As a person addicted to meetup.com, I decided to create my own philosophy meetup group last year in Chicago. I had no idea how much interest there would be in the area for philosophy, especially serious, rigorous philosophy, given how most groups found themselves oriented around New Agey stuff. How many people could possibly be interested in philosophy? Stuff like Carnap, Quine, Kripke, etc? Obviously we can't force people to be interested in such an abstruse subject.
To maximize my odds of success, I picked accessible, regionally central locations, with a nice atmosphere and nice food. I defined my target audience broadly, from newbs to students to perhaps even professors, with the priority on getting serious people, but not to the point of forcing myself into an all-or-nothing situation. My main page contained a message that was welcoming, simple, friendly, and accessible.
By keeping the discussions at a high level, the meetup attracted a lot of high level thinkers-- by several months, I was regularly getting 15-20+ people, which I found astonishing. People kept coming back, since I took them seriously, told them hello and goodbye on a personal level, made friends, and did my best to make sure everyone got a chance to interact without sacrificing the content of the discussion.
Another thing I do is centralize power, and keep it as out of view as possible. That way there isn't the perception of power at all, just fun, and if issues do come up, people can talk to me directly instead of blaming the event. A benevolent dictatorship always works better than a democracy. I went to a large sci-fi meetup once infested with INTP nerds, and they made it very ritualistic, democratic, cliquey, with voted officials (ESFJ shadows running amok) and it led to this embarrassing power struggle, with shouting and yelling, in front of like 60 people. The only event I attended there, that's just not the way to run things.
I'm no longer in charge of my old philosophy group, since I've moved on to other personal projects, though group building is an easy thing. Only when we only control what we can control does "if you build it, they will come" becomes an effective working philosophy. No one likes bossy, bullying people.
Here's another honest answer. My brother, an INFP, is not a constant person. I've learned from experience that a "yes" on if he is going to show requires a x3 multiplier-- if he says he'll be someplace in 5 minutes, that means 15. "No" always means 'no', of course, and "maybe" always means "no, because I don't want to get talked into it if I say 'no'."
Lastly, spazzing out when we don't get our way solves nothing. While a lot of women do this, it is no way for a man to project authority. If we want a large crowd to attend our event, and only a few people show up, then getting angry will just alienate the kind people who did make the effort to show up. Why not make the event pleasant for those who arrive? Then they'll definitely come back next time, and may even bring others as well.

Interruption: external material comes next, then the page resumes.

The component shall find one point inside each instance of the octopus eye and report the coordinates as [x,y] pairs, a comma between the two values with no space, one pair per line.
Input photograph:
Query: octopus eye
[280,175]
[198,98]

It also helps to ask others for input and feedback, since if one person has an issue, others likely as well but are just afraid to speak up. So in your workplace example-- maybe people need to be lured out with free food. Perhaps the presentations need to be more exciting. The point is to find out.

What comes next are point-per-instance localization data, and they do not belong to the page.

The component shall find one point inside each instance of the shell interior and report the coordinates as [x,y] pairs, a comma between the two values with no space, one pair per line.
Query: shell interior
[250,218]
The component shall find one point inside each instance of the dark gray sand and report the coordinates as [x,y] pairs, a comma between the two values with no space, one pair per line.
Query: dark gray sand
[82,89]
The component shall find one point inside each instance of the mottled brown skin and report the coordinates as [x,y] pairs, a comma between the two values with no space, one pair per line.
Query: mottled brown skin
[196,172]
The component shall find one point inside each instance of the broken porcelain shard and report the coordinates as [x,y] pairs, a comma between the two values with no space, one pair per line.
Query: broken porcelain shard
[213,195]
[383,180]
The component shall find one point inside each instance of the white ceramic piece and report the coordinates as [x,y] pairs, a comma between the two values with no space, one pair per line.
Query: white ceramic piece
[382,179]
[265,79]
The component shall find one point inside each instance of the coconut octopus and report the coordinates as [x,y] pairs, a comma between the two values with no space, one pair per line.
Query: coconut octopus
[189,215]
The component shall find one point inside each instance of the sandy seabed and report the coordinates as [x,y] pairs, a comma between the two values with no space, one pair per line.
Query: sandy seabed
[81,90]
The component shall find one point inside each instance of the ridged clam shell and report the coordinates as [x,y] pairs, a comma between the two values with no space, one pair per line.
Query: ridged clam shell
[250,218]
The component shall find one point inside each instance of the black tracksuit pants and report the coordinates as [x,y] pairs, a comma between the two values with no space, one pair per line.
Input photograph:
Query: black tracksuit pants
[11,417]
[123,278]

A lot of bossy types in my experience tend to be INTJs and ISTJs, who try to hammer the world into preconceived, static molds, instead of going on an adventure and getting organizations to grow organically and dynamically. My ISTJ father always has had problems with customer service departments, because he doesn't have the imagination to see the perspective of the other party, and therefore can't visualize the quickest path to winning through to a solution. Paranoid, he thinks people are deliberately screwing with him, even though it is normal for a lot of companies to have CS issues on 3-4% of their orders, a statistical fact managers take well into account. Getting angry, threatening people, is a way to alienating others and preventing cooperation, rather than securing it. If I have a CS issue, I call up, build rapport with the employee by asking how he is doing while addressing his first name, and then succinctly and directly spell out what I would like done. That way my time on the phone is minimized to about five minutes, instead of a confusing power struggle that lasts for forty-five.